- The Washington Times - Friday, March 22, 2002

A Roman Catholic priest who has been accused of inappropriate behavior with two sisters, now adults, has been removed from his parish and placed on administrative leave.

D.C. Metropolitan Police will not investigate the charges of sexual misconduct against Monsignor Russell Dillard and Archdiocese of Washington officials said he probably never will be assigned as a priest at the parish level again.

The sisters told archdiocese officials last week that Monsignor Dillard kissed and touched them inappropriately from 1979 to 1984 when they were in grades eight through 12.

The archdiocese, abiding by its own code for handling child-abuse cases, reported the incidents to the Metropolitan Police Youth and Preventative Services Division. Yesterday, police spokesman Sgt. Joe Gentile said the accusations came too late, well beyond the six-year statute of limitations.

"The department couldn't place charges even if the [accusations] were proven," Sgt. Gentile said.

Monsignor Dillard, 54, was placed on administrative leave Monday and was sent to a residential facility for evaluation to determine if what the two women reported was accurate. Archdiocese officials said he has made no further statement.

Cardinal Theodore E. McCarrick, head of the 600,000-member archdiocese encompassing the District of Columbia and five suburban Maryland counties, said yesterday he feels terrible about the sex-abuse accusations against Monsignor Dillard, but "the first concern" has to be the children.

At a press conference at the archdiocese in Hyattsville, Cardinal McCarrick said the priest probably will not be assigned at the parish level again.

"I have spoken to him," said Cardinal McCarrick. "He acknowledged a physical relationship but not beyond the bounds of propriety.

"There's nothing about child abuse in the files that I know of," Cardinal McCarrick said of the monsignor's record, adding, "I feel so bad about it because I have great regard for him.

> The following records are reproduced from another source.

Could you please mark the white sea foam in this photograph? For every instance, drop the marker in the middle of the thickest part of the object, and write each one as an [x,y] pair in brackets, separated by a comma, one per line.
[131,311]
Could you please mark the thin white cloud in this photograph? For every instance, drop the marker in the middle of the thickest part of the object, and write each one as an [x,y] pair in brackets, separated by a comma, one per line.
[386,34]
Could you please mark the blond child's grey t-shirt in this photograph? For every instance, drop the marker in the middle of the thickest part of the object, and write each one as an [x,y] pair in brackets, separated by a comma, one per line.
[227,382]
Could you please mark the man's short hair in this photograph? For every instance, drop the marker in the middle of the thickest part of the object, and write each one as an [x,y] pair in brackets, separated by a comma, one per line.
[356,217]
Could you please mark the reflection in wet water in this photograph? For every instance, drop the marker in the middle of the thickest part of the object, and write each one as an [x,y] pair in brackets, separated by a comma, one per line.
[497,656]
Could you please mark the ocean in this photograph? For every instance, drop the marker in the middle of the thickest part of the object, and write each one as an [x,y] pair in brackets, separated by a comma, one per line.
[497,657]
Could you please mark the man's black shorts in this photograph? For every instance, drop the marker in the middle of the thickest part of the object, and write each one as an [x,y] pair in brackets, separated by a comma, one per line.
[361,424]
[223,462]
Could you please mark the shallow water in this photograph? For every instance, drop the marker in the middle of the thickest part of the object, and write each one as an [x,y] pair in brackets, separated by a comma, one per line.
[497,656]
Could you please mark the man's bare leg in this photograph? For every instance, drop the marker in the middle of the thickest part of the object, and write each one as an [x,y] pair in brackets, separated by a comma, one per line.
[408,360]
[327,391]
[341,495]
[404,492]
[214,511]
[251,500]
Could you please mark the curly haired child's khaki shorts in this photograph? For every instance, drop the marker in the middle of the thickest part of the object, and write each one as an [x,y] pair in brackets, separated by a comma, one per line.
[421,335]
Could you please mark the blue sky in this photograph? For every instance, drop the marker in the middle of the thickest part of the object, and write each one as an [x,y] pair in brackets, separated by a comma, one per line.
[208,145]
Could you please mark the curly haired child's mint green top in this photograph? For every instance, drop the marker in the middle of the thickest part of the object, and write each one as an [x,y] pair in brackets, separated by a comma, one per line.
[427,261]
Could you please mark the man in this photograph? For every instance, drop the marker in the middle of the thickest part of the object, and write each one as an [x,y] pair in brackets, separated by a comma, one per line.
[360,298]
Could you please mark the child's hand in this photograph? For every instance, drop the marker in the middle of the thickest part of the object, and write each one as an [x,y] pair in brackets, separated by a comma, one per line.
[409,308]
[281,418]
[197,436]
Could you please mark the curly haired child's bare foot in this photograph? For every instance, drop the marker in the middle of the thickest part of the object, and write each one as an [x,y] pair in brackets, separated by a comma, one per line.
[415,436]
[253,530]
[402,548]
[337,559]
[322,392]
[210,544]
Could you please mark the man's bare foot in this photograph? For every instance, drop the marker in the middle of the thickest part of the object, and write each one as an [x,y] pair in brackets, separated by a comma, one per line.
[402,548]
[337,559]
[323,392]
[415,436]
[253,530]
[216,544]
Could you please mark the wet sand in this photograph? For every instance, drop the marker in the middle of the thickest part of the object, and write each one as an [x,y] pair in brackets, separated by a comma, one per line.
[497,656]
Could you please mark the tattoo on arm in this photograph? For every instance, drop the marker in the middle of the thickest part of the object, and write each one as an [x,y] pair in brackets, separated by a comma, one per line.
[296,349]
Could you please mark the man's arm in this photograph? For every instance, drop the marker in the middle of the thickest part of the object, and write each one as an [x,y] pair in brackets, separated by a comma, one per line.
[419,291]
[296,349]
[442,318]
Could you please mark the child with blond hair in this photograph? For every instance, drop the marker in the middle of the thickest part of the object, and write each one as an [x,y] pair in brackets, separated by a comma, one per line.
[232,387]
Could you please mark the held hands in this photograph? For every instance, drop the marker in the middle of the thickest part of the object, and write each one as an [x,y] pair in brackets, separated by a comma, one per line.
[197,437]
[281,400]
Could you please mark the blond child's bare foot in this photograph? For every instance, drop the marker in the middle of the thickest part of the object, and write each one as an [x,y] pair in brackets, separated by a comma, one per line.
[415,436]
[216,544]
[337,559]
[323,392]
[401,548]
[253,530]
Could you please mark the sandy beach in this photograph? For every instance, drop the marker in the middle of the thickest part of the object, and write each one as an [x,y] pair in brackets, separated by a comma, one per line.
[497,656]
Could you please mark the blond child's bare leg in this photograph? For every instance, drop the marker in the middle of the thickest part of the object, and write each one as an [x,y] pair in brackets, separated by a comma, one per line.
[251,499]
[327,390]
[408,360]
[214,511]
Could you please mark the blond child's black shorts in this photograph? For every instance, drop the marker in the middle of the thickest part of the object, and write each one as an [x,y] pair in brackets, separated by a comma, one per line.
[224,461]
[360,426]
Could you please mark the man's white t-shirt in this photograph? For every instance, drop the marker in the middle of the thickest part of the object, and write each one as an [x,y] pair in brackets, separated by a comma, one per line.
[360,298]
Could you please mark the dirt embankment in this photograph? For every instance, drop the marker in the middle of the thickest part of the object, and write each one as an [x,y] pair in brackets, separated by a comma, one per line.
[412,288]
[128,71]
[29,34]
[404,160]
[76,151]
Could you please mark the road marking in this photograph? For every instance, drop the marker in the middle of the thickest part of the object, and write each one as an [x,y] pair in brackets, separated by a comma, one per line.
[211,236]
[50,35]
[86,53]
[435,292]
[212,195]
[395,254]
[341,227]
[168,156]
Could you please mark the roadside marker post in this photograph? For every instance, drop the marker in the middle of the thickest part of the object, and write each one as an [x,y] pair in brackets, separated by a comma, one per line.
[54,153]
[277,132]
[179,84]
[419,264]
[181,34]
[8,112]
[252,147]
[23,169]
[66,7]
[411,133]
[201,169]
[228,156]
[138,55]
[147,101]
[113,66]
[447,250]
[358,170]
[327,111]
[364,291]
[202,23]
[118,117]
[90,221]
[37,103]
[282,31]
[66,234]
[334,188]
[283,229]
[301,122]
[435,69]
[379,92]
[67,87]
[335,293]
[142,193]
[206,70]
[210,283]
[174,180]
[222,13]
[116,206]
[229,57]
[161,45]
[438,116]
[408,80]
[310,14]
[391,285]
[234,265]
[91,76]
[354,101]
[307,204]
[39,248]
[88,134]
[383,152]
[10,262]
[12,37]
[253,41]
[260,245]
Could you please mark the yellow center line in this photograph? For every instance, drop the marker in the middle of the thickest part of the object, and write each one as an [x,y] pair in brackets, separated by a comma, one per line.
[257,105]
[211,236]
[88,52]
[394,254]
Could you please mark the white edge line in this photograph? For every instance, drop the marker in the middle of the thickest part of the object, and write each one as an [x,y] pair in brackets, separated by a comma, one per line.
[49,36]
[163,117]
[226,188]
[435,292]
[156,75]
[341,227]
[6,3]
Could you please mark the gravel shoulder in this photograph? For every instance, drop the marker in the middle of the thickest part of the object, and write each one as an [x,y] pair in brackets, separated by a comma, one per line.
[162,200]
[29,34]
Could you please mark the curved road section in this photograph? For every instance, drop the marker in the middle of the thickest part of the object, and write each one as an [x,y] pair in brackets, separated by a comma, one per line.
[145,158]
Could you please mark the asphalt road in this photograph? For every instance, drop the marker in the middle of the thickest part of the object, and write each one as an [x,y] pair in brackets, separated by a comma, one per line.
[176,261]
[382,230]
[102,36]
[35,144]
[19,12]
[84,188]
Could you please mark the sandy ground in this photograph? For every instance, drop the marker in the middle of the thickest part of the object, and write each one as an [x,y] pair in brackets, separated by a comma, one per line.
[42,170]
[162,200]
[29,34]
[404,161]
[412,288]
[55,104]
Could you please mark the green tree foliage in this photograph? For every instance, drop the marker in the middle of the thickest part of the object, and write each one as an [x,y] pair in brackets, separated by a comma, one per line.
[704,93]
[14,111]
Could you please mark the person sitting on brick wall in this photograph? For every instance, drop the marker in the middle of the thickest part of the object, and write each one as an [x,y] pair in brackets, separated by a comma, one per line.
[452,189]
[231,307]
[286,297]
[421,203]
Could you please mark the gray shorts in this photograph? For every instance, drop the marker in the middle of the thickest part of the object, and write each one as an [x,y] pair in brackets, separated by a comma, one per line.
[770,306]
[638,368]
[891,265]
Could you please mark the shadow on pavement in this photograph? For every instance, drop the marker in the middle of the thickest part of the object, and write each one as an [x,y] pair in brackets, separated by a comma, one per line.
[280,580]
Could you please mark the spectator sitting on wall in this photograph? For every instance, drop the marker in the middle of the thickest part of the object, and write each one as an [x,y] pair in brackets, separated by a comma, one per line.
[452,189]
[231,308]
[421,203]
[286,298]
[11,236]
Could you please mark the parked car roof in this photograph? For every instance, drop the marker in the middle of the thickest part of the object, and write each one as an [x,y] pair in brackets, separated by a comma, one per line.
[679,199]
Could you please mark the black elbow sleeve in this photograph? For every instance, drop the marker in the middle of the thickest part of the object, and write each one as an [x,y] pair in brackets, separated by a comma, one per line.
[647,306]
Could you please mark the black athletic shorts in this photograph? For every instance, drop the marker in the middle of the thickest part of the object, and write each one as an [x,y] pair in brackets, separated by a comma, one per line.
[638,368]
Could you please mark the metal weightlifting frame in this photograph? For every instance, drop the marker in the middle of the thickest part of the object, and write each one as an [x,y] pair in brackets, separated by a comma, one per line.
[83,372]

"It's a sad day because one case of sexual abuse is one too much," Cardinal McCarrick said, explaining that celibacy requires expressing love universally and not preferentially.

"If the allegations are accurate, he will not be allowed to return to the ministry," said Susan Gibbs, spokeswoman for the Archdiocese of Washington.

Monsignor Dillard was pastor of St. Augustine parish in Northwest, where Mayor Anthony A. Williams is a congregant. He was also on the mayor's Religious Advisory Council.

Born in Washington in 1948, Monsignor Dillard was ordained in 1978 when he was first assigned as associate pastor at St. Anthony's in Northeast. The girls were parishioners there. In 1987, he was appointed pastor of St. Martin of Tours in Northwest and, in 1990, pastor of St. Augustine's, marking the first time it was headed by a black priest.

* H.J. Brier contributed to this article, which is based in part on wire service reports.